Enfin, Tech3 ne se confond pas totalement avec KTM. L’équipe d’origine française peut avoir intérêt à terminer proprement la saison avec un pilote expérimenté plutôt que de désorganiser son garage pendant plusieurs mois.

À ce stade, un licenciement spectaculaire dès le prochain Grand Prix ne constitue pas l’hypothèse la plus probable. Le scénario le plus crédible est plus progressif : Viñales continue tant que son épaule et sa motivation le permettent, puis manque éventuellement certaines manches pour raisons physiques avant qu’une séparation anticipée ne soit officialisée comme une décision commune. Tout dépendra de la manière dont il reviendra après la pause estivale.
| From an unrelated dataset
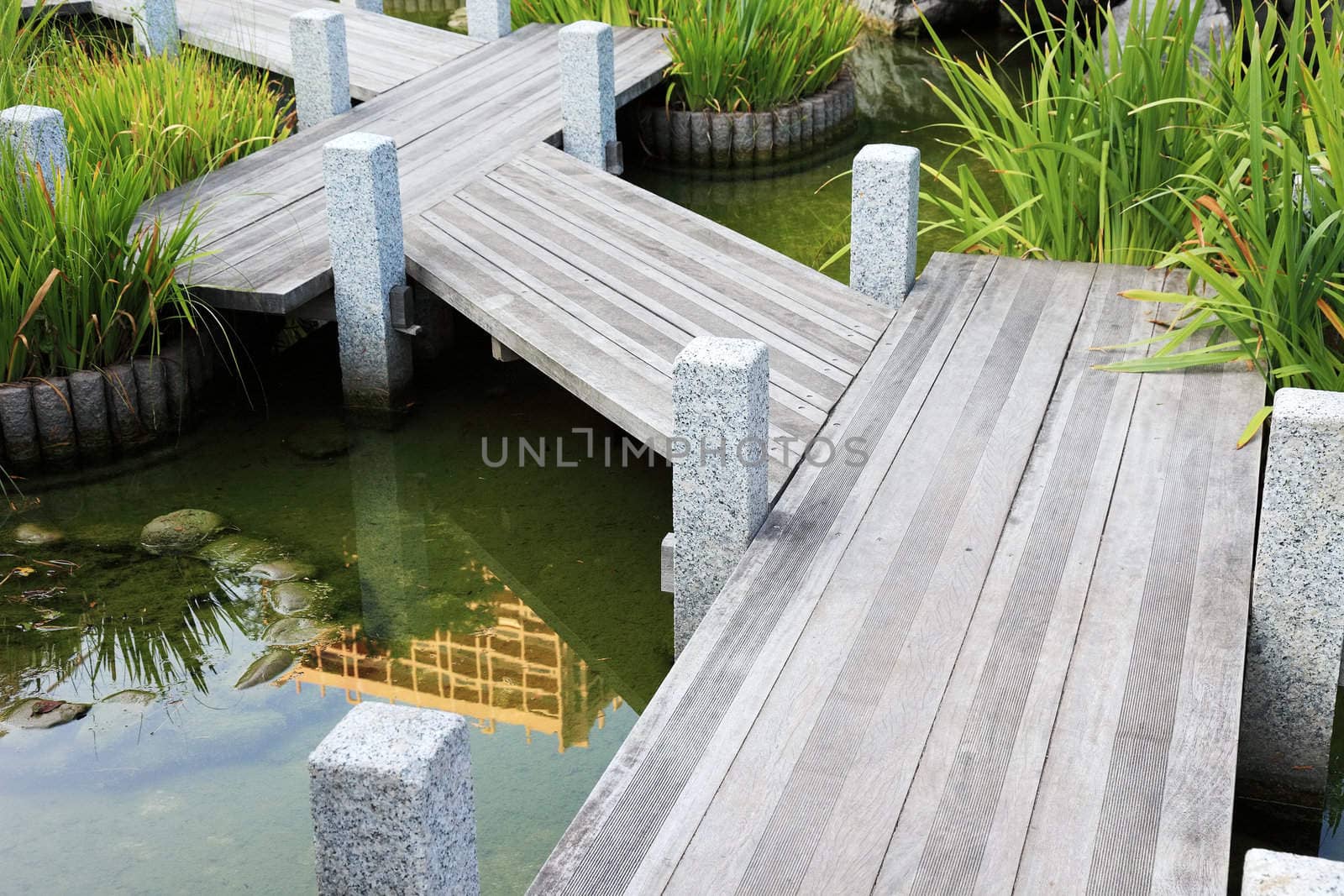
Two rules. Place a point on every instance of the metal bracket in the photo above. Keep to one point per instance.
(402, 304)
(616, 157)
S’il retrouve une condition correcte et choisit de terminer dignement son passage chez KTM, les deux parties peuvent encore supporter quelques mois de coexistence. Mais s’il continue à parler de burn-out, à dénoncer publiquement la gestion du constructeur et à rouler sans véritable objectif sportif, l’équilibre deviendra extrêmement fragile.Et le pilote espagnol s’y connaît aussi en termes de ruptures fracassantes … Les murs du box Yamaha en tremblent encore !

Maverick Viñales n’a donc pas encore été congédié. Rien ne permet d’affirmer qu’il le sera. Mais KTM a déjà montré avec Johann Zarco qu’elle préférait parfois retirer un pilote plutôt que maintenir artificiellement une relation arrivée au point de non-retour. La situation actuelle en possède plusieurs symptômes : absence de confiance, désaccord contractuel, critiques publiques, blessure persistante et disparition de toute perspective commune.

La question n’est peut-être plus de savoir si Viñales et KTM se sépareront. Cette séparation est déjà consommée. Il reste seulement à déterminer si les deux parties auront encore suffisamment de patience pour faire semblant de travailler ensemble jusqu’à Valence.